Detuvo la furgoneta junto a una fila de vehículos aparcados, en una posición que le daba una clara visión de la rampa de entrada al aparcamiento, y apagó el motor y las luces. La noche era lluviosa y hacía un frío de narices, lo cual le iba perfecto. Nadie iba a fijarse en la furgoneta, con o sin luces. Todo el mundo iba con la cabeza gacha, resguardándose en los edificios o en los coches. Todo el mundo, salvo los imbéciles de los atletas, que corrían bajo la lluvia.
Estaba preparado. Ya llevaba los guantes de látex puestos. La gasa con el cloroformo estaba en un recipiente hermético, dentro del bolsillo de su anorak. Metió la mano en el bolsillo y lo comprobó de nuevo. Solo le preocupaba una cosa: esperaba que Jessie se duchara después del partido, porque no le gustaban las mujeres sudadas. No le gustaban algunos de los olores que emitían las mujeres cuando no se lavaban. Tenía que ducharse, seguro, porque se iba directamente al restaurante chino a recoger la cena y luego a ver una película de terror con Roz.

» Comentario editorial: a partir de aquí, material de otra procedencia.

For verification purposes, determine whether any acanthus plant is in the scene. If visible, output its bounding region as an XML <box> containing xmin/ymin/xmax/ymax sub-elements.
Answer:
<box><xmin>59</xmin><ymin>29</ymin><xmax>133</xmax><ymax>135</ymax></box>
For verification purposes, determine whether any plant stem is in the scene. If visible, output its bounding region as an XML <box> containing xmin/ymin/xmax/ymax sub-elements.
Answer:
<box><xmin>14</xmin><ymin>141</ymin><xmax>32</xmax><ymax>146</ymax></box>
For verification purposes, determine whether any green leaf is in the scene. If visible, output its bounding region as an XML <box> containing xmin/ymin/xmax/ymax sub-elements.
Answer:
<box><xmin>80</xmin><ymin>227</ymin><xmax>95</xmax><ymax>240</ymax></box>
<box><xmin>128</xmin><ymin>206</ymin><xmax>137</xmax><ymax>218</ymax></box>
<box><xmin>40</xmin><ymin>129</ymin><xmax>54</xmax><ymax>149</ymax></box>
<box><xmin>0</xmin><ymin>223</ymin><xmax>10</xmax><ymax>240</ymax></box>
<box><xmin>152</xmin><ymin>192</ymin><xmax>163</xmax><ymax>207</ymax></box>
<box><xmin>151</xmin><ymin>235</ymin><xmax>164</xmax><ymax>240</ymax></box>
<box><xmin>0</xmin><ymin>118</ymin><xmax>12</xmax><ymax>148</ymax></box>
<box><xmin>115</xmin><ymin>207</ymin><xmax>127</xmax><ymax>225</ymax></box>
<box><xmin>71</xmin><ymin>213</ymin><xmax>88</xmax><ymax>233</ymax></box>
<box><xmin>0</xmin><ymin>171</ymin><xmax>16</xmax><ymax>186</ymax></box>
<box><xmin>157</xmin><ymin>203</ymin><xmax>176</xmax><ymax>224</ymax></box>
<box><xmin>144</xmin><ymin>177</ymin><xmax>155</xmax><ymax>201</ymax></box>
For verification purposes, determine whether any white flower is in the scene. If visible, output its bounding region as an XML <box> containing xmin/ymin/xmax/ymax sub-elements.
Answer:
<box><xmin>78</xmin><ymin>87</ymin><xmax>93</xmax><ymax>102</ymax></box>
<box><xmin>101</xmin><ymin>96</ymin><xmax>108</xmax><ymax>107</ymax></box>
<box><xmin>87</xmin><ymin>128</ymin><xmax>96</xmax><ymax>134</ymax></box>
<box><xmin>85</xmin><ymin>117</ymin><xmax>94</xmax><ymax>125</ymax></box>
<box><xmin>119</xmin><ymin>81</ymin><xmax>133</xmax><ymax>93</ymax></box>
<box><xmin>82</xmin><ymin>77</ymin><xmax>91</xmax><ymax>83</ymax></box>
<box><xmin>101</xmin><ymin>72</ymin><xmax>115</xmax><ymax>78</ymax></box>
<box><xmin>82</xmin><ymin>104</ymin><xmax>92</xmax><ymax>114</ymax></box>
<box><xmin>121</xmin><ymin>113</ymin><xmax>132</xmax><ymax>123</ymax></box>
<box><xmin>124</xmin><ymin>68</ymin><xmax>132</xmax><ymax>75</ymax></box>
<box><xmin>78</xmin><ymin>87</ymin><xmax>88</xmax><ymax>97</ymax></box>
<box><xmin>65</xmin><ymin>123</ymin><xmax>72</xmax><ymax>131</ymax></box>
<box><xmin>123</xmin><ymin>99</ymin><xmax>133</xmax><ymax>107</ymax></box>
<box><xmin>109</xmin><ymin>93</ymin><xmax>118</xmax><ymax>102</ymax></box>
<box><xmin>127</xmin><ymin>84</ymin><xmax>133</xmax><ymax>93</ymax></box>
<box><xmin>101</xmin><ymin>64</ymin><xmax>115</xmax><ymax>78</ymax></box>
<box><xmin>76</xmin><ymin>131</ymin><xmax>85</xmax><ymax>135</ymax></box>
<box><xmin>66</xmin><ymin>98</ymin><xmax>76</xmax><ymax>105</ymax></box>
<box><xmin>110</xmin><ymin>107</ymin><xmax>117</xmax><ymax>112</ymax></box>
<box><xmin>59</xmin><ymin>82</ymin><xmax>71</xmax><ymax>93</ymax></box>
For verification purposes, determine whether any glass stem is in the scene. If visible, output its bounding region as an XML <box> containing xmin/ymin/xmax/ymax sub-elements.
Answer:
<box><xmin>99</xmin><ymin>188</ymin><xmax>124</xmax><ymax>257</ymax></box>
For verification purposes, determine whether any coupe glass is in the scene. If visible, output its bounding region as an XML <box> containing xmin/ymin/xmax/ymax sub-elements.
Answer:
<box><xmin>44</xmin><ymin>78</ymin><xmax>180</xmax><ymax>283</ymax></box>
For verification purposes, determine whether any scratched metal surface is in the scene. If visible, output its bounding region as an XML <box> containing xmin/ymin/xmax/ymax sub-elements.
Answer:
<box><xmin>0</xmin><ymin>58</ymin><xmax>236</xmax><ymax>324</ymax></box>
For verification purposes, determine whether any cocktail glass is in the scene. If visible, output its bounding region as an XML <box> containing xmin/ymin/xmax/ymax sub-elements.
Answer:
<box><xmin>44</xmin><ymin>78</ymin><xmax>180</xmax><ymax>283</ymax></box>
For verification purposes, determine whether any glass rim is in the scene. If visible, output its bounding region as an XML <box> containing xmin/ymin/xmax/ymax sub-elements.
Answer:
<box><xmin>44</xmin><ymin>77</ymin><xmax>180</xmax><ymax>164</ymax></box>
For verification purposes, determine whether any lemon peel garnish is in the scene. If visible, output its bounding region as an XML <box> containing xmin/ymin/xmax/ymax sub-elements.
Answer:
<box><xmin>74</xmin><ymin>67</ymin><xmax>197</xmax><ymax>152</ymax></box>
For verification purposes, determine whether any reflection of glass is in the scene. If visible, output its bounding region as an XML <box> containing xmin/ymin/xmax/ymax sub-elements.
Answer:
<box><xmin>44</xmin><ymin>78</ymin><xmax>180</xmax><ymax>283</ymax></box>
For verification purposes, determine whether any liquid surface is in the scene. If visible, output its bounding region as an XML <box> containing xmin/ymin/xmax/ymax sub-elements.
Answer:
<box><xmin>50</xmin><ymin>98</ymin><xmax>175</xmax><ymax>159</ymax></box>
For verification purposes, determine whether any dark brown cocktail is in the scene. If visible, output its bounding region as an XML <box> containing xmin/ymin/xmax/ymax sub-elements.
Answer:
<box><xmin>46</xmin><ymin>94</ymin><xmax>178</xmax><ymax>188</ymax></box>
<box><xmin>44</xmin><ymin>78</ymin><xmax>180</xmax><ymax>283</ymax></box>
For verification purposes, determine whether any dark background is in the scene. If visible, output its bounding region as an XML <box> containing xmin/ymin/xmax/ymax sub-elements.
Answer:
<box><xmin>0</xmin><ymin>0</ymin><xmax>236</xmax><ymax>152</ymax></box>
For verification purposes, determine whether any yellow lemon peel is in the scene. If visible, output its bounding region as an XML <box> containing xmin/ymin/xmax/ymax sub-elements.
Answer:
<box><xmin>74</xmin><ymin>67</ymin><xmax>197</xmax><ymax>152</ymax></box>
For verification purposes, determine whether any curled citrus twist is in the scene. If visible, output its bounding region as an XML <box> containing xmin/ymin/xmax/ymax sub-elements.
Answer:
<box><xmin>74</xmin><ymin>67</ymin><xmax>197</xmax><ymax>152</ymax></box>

Unos faros se acercaron a la rampa. Se puso rígido. ¿Sería ella? Encendió el motor para accionar los limpiaparabrisas y despejar el cristal de lluvia. Era un Range Rover. Los faros le cegaron por un momento; luego oyó el ruido del motor que pasaba de largo. Mantuvo los limpiaparabrisas funcionando. El calefactor emitía un agradable aire caliente.
Un tipo con pantalones cortos y gorra de béisbol caminaba pesadamente por el aparcamiento, con una bolsa de deporte cargada al hombro, concentrado en la conversación que mantenía por el móvil. Oyó un lejano pitido y vio el parpadeo de las luces de un Porsche de color oscuro. El hombre abrió la puerta.
«Capullo», pensó.
Volvió a fijar la vista en la rampa. Miró el reloj: las seis y cinco. «Mierda.» Golpeó el volante con los puños. Oyó un pitido lejano en el interior de su oído. A veces le pasaba cuando estaba tenso. Se apretó la nariz con dos dedos y sopló con fuerza, pero no funcionó, y el pitido se hizo aún más intenso.
– ¡Para! ¡Joder! ¡Basta ya!
La intensidad del pitido aumentó aún más.